Terrytown is a city in Scotts Bluff County, Nebraska, United States. The population was 1,057 at the 2020 census. It is part of the Scottsbluff, Nebraska Micropolitan Statistical Area. Terrytown is located on the bank of the North Platte River between the cities of Scottsbluff and Gering, Nebraska. Separated only by the river, Scottsbluff and Gering have grown together to form the 7th largest urban area in Nebraska, which incorporates the city of Terrytown as well.

==History==
Terrytown was founded in 1949 by Terry Carpenter, a successful Scottsbluff businessman and Nebraska state senator in the 1950s and 1960s.

==Geography==
According to the United States Census Bureau, the city has a total area of 0.57 sqmi, of which 0.53 sqmi is land and 0.04 sqmi is water.

==Demographics==

Historical population
| Census | Pop. | Note | %± |
| 1950 | 228 |  | — |
| 1960 | 164 |  | −28.1% |
| 1970 | 747 |  | 355.5% |
| 1980 | 727 |  | −2.7% |
| 1990 | 656 |  | −9.8% |
| 2000 | 646 |  | −1.5% |
| 2010 | 1,198 |  | 85.4% |
| 2020 | 1,057 |  | −11.8% |
U.S. Decennial Census

===2010 census===
As of the census of 2010, there were 1,198 people, 436 households, and 290 families residing in the city. The population density was 2260.4 PD/sqmi. There were 465 housing units at an average density of 877.4 /sqmi. The racial makeup of the city was 74.3% White, 0.4% African American, 4.3% Native American, 0.9% Asian, 17.4% from other races, and 2.8% from two or more races. Hispanic or Latino of any race were 42.2% of the population.

There were 436 households, of which 41.1% had children under the age of 18 living with them, 37.4% were married couples living together, 19.5% had a female householder with no husband present, 9.6% had a male householder with no wife present, and 33.5% were non-families. 25.2% of all households were made up of individuals, and 8.3% had someone living alone who was 65 years of age or older. The average household size was 2.74 and the average family size was 3.27.

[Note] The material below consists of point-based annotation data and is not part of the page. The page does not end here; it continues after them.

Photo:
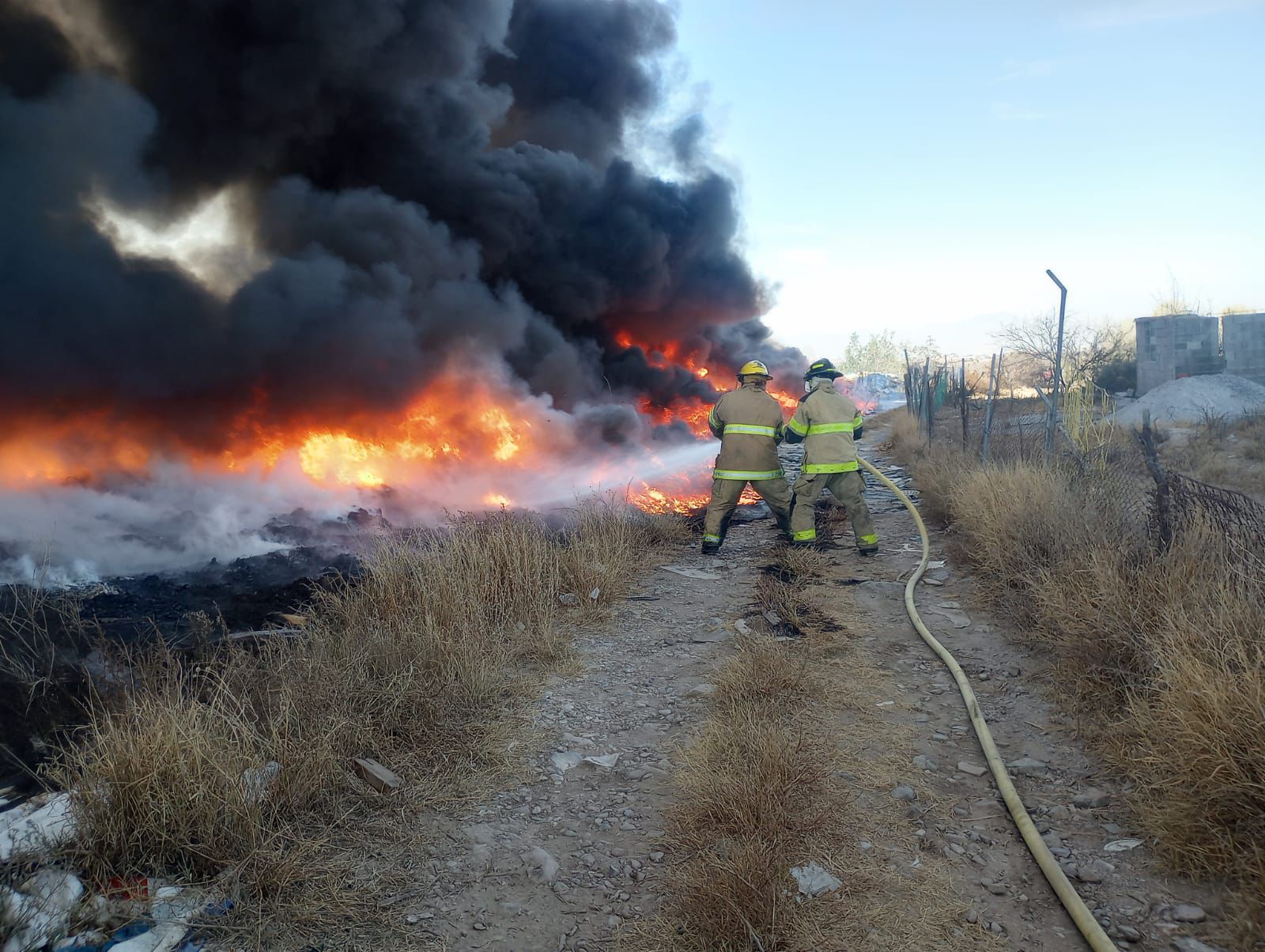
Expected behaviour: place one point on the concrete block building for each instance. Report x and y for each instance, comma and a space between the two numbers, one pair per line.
1244, 343
1176, 346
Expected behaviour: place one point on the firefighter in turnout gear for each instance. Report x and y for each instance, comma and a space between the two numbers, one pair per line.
748, 421
828, 423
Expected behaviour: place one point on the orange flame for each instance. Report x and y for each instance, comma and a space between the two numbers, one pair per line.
449, 429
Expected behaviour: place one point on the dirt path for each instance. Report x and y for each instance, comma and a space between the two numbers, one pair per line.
569, 857
566, 859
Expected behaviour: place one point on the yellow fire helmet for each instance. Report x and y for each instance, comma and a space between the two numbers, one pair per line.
754, 368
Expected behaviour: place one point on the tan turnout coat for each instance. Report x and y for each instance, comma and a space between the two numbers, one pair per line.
748, 421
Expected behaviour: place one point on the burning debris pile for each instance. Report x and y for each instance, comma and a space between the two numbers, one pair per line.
310, 252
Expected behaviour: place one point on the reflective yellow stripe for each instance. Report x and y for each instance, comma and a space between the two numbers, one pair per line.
833, 467
830, 428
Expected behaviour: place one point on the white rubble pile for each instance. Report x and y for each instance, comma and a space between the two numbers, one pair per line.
1189, 399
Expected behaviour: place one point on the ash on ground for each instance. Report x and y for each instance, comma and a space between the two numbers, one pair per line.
54, 640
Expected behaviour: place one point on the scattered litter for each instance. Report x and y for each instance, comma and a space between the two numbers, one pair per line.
814, 880
1029, 766
565, 761
256, 781
689, 572
36, 825
40, 912
958, 619
719, 634
376, 776
542, 866
1120, 846
606, 760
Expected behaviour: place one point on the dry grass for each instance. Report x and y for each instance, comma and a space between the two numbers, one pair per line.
754, 799
1159, 650
1225, 452
423, 663
769, 783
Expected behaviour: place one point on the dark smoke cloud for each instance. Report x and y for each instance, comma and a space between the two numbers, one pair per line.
433, 181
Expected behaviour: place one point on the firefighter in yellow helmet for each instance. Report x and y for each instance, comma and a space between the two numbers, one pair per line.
828, 423
748, 421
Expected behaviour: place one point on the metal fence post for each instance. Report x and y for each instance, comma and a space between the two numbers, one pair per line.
993, 387
1053, 413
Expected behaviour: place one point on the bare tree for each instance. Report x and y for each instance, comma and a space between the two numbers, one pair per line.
1087, 349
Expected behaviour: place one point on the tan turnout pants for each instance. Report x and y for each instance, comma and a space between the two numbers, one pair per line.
848, 489
724, 501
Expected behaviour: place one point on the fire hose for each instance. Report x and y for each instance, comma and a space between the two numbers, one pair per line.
1072, 901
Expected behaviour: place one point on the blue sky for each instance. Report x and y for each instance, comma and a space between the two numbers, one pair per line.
917, 164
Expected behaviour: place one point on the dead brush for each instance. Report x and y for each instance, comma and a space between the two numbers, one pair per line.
607, 542
906, 440
787, 602
762, 672
423, 663
753, 790
1159, 646
164, 784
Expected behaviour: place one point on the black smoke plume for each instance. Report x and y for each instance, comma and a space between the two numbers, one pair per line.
433, 183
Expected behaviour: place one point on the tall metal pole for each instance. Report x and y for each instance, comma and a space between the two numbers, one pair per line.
1052, 415
993, 389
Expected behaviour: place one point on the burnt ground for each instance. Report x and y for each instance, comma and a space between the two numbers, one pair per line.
181, 609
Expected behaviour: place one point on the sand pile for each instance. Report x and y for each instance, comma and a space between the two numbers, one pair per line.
1189, 399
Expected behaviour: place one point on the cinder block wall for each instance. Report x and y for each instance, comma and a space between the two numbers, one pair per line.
1244, 339
1155, 357
1176, 346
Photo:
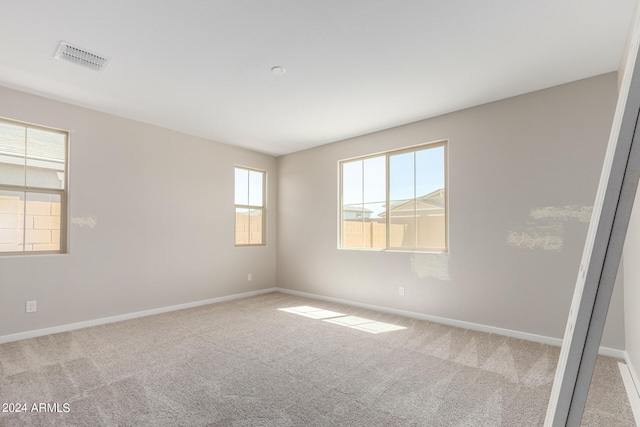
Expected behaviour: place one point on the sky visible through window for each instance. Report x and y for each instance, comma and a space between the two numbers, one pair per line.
248, 188
412, 174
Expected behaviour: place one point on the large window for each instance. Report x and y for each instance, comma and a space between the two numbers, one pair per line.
250, 206
395, 200
33, 188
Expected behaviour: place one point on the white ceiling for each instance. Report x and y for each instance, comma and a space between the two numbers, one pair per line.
353, 66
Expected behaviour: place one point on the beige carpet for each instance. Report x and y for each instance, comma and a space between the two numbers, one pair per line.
248, 363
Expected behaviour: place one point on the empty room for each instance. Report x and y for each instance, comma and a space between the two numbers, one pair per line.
307, 213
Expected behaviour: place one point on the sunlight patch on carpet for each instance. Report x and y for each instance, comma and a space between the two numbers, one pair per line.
354, 322
312, 312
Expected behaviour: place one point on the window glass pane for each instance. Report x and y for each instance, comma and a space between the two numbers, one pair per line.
11, 221
352, 182
255, 188
242, 226
395, 200
12, 154
42, 222
45, 158
352, 226
402, 231
375, 176
429, 170
255, 226
431, 230
242, 187
401, 177
375, 233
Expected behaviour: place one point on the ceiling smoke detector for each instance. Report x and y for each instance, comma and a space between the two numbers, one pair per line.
81, 57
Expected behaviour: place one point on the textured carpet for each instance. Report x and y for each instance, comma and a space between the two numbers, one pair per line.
248, 363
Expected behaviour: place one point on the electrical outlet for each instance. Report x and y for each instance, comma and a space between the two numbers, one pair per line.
30, 307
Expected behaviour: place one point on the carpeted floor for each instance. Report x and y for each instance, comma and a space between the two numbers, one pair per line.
248, 363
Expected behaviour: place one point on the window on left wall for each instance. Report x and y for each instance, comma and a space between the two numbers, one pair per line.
250, 189
33, 188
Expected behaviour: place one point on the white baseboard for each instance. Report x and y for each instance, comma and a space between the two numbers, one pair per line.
73, 326
605, 351
630, 380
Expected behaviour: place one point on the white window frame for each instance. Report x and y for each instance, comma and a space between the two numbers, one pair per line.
262, 208
388, 246
30, 189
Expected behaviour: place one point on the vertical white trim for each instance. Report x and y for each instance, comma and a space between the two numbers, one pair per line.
632, 391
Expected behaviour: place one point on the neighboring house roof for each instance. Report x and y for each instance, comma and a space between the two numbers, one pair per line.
356, 208
429, 204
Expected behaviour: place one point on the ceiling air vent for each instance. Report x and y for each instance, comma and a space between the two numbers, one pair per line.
81, 57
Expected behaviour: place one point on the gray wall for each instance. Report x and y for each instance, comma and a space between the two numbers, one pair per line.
162, 203
522, 174
632, 289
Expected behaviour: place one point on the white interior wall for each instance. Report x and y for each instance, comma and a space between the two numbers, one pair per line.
632, 289
521, 173
164, 229
162, 203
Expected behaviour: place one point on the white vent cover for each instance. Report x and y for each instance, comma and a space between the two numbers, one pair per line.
84, 58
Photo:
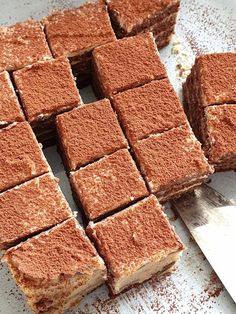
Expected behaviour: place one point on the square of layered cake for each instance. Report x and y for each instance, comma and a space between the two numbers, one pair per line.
172, 162
151, 108
22, 44
136, 243
46, 89
212, 81
109, 184
56, 268
10, 110
125, 64
75, 32
88, 133
221, 136
131, 17
31, 207
21, 157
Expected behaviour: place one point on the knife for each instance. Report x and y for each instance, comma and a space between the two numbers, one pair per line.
211, 219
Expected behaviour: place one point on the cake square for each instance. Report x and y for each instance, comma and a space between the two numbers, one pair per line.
88, 133
172, 162
21, 157
131, 17
125, 64
151, 108
221, 136
31, 207
75, 32
22, 44
136, 243
46, 89
10, 110
109, 184
56, 268
212, 81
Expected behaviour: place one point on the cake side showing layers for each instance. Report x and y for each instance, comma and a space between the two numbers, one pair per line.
134, 16
88, 133
136, 243
172, 162
56, 268
108, 184
10, 110
221, 135
130, 18
30, 208
212, 84
125, 64
21, 157
151, 108
22, 44
75, 32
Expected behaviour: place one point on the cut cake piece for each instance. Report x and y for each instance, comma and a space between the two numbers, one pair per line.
108, 184
151, 108
130, 17
22, 44
56, 268
136, 243
10, 110
75, 32
172, 162
31, 207
21, 157
125, 64
88, 133
46, 89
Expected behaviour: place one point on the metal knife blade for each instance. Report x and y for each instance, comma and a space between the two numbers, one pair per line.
211, 219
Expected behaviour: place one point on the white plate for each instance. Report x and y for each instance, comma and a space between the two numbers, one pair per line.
203, 26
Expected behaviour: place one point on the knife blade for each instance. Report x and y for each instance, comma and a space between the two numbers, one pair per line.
211, 219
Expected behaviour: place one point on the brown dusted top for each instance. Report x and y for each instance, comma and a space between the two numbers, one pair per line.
78, 30
22, 44
152, 108
173, 157
217, 73
221, 129
62, 251
46, 88
89, 132
21, 157
31, 207
112, 182
133, 236
131, 13
127, 63
10, 110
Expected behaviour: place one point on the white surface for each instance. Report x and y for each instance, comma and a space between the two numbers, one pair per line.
204, 26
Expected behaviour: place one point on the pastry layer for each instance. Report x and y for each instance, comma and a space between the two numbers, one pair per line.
172, 159
22, 44
56, 268
10, 110
21, 157
127, 63
108, 184
88, 133
30, 208
135, 243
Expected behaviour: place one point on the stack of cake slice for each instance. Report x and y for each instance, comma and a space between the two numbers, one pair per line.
130, 17
209, 100
75, 32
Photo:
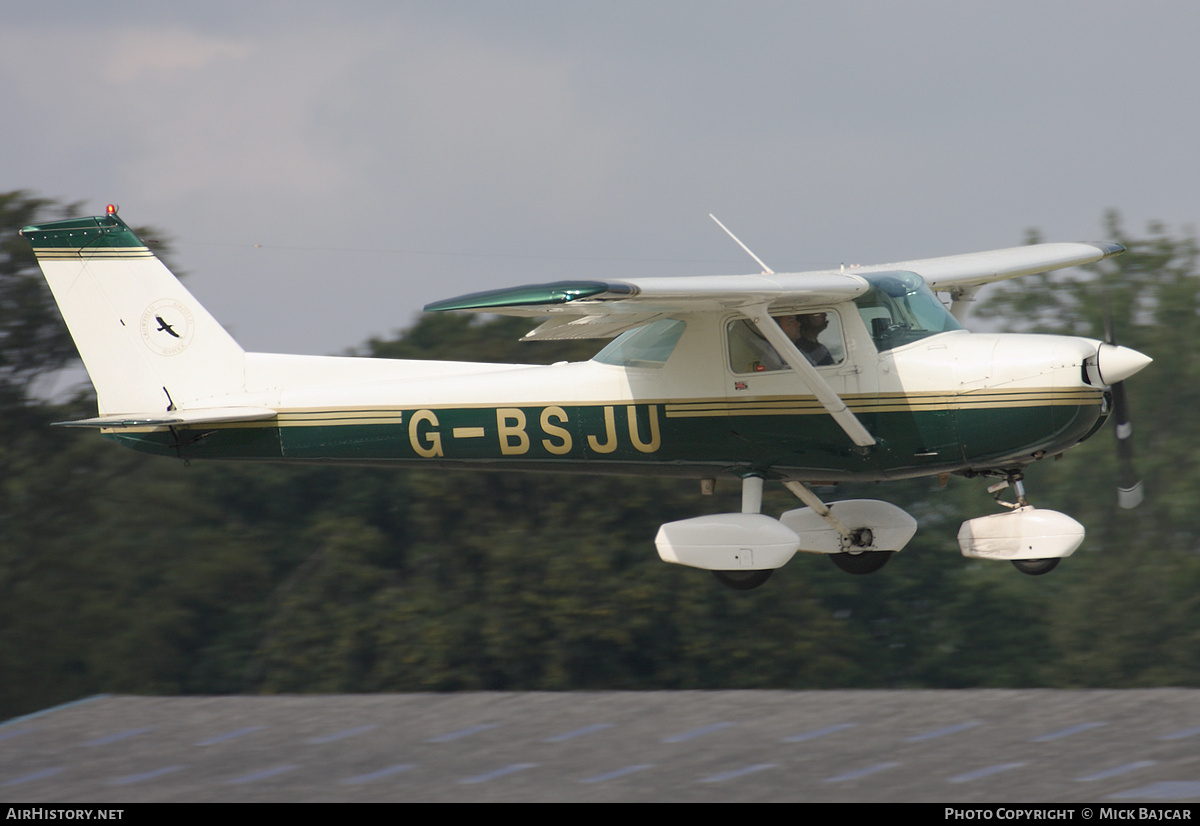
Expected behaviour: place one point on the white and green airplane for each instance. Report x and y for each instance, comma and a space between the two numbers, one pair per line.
849, 375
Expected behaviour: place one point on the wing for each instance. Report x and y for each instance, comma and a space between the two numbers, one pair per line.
603, 309
975, 269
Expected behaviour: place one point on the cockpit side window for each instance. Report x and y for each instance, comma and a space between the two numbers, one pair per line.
900, 309
817, 335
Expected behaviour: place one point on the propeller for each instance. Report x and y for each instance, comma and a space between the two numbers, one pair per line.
1129, 491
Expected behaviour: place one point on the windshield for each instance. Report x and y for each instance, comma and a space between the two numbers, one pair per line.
900, 309
645, 346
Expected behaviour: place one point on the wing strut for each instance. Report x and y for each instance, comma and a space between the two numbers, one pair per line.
773, 333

The median age in the city was 28.4 years. 34.1% of residents were under the age of 18; 11.4% were between the ages of 18 and 24; 23.3% were from 25 to 44; 21.5% were from 45 to 64; and 9.5% were 65 years of age or older. The gender makeup of the city was 46.9% male and 53.1% female.

===2000 census===
As of the census of 2000, there were 646 people, 246 households, and 150 families residing in the city. The population density was 1,521.0 PD/sqmi. There were 271 housing units at an average density of 638.1 /sqmi. The racial makeup of the city was 73.22% White, 6.81% Native American, 17.18% from other races, and 2.79% from two or more races. Hispanic or Latino of any race were 44.12% of the population.

There were 246 households, out of which 42.7% had children under the age of 18 living with them, 34.6% were married couples living together, 19.9% had a female householder with no husband present, and 39.0% were non-families. 31.7% of all households were made up of individuals, and 13.0% had someone living alone who was 65 years of age or older. The average household size was 2.63 and the average family size was 3.39.

In the city, the population was spread out, with 36.7% under the age of 18, 11.1% from 18 to 24, 30.5% from 25 to 44, 13.5% from 45 to 64, and 8.2% who were 65 years of age or older. The median age was 26 years. For every 100 females, there were 91.7 males. For every 100 females age 18 and over, there were 88.5 males.

As of 2000 the median income for a household in the city was $16,536, and the median income for a family was $19,583. Males had a median income of $20,192 versus $13,393 for females. The per capita income for the city was $8,550. About 44.2% of families and 41.0% of the population were below the poverty line, including 46.7% of those under age 18 and 26.7% of those age 65 or over.

==Transportation==
Terrytown has been served by public transit since January 10, 2018, with two bus routes provided by Tri-City Roadrunner.

==Education==
It is in the Gering Public Schools school district.